Cat Glennon’s piece in Western Exhibitions' exhibit “People Don’t Like to Read Art” says it all. “You don’t need to read into it, you just need to read it,” and that is precisely what Scott Speh, Owner and Director of the Chicago gallery wants you to do.
You are encouraged to examine, and page through the pieces featured.
“I think people in general when they go to galleries and museums only spend three to five seconds in front of a piece,” Speh said.
“Reading especially slows that process down,” he added.
It took five minutes just to read one-half of Simon Evans' four-sided three-dimensional pyramid made out of paper from a legal pad.
Speh said he wanted to put together an exhibit that shows that there are strains of art that deal with time and narrative in a textual manner.
He said he sought out similar artists working with text from around the nation, some local, and some even as far as Berlin.
The show features text in many forms of media: braille, to-do lists written on vinyl directly applied to the gallery walls, video, a hand-painted book, and even framed book pages from a fictional biography of the artwork of Nicholas Frank written by himself.
Frank said he began as a writer. “It’s always been a huge component of my curating, and I’ve read a lot about art, so I tend to see a pretty close relationship between the way people talk about art and the art itself,” Frank said.
“[I see] those things as complementary rather than outside of each other. Even as an artist making work that doesn’t directly deal with language, I would still process what I’m doing in terms of language on some level,” he added.
In the exhibit words are ubiquitous. The pieces appear tedious and intricate, like the repeated swirls of the word bliss done by Meg Hitchcock using individual letters cut from the Koran.
Some include drafts with erasure marks and crossed out words. The revisions become part of the piece, like the diagrams of de Kooning’s Bell System done by Deb Sokolow.
It could take hours, a day even, to read everything in the exhibit. You become enthralled like you would curled up with a good book.

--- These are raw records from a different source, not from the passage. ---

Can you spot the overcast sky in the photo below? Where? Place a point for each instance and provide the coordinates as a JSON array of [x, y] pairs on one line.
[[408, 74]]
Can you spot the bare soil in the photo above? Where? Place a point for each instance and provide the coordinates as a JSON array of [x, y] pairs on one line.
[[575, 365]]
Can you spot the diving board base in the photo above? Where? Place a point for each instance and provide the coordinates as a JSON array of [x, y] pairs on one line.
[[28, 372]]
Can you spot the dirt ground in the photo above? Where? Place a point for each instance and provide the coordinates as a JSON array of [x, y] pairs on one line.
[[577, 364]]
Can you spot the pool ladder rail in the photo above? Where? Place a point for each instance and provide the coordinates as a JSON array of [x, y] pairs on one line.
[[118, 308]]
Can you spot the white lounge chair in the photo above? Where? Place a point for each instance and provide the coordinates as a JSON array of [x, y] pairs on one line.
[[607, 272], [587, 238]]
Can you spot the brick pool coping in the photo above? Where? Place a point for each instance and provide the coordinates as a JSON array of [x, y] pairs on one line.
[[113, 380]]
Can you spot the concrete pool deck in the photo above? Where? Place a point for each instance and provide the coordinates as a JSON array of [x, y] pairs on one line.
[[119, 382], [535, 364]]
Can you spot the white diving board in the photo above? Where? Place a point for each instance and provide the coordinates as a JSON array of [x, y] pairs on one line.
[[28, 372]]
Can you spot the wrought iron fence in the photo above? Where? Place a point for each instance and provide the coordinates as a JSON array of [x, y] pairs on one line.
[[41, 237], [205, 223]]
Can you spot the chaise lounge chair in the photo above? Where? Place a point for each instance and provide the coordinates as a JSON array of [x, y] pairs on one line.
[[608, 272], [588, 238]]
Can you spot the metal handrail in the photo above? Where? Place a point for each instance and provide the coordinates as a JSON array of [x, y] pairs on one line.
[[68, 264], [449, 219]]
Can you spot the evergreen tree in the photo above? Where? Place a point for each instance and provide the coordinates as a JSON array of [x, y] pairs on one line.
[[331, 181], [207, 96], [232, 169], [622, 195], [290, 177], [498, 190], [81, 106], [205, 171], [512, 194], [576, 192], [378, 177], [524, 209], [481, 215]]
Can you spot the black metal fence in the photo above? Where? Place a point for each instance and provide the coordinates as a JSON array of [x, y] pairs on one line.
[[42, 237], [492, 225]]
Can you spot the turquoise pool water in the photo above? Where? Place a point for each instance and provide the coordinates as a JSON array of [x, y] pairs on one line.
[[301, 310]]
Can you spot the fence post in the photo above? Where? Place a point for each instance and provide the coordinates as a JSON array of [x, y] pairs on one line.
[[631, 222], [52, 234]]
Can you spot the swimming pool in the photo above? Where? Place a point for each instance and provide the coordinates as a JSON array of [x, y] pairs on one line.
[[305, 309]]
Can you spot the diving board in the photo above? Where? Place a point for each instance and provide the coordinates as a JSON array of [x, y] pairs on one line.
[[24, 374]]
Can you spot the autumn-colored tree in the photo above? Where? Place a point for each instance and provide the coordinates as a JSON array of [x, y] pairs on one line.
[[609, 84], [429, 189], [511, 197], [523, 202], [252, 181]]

The exhibit did feature a good book—Jack Kerouac’s classic, “On The Road.” You think it’s just a book, an homage to great literature in an exhibit about words, but when I asked Speh what the significance of it was he responded, “did you look through it?”
Placed throughout the book were Post-Its written by Rebecca Blakley illustrating her thoughts while reading and documenting her own journey on the road inspired by Kerouac’s words.
All of the works featured in the exhibit speak volumes. You can’t help but read it whether you’d like to or not.
“I like art to be about something,” Speh said. “I’m very interested in artists who comment on their world and talk about their place in it and what’s going on in a contemporary society.”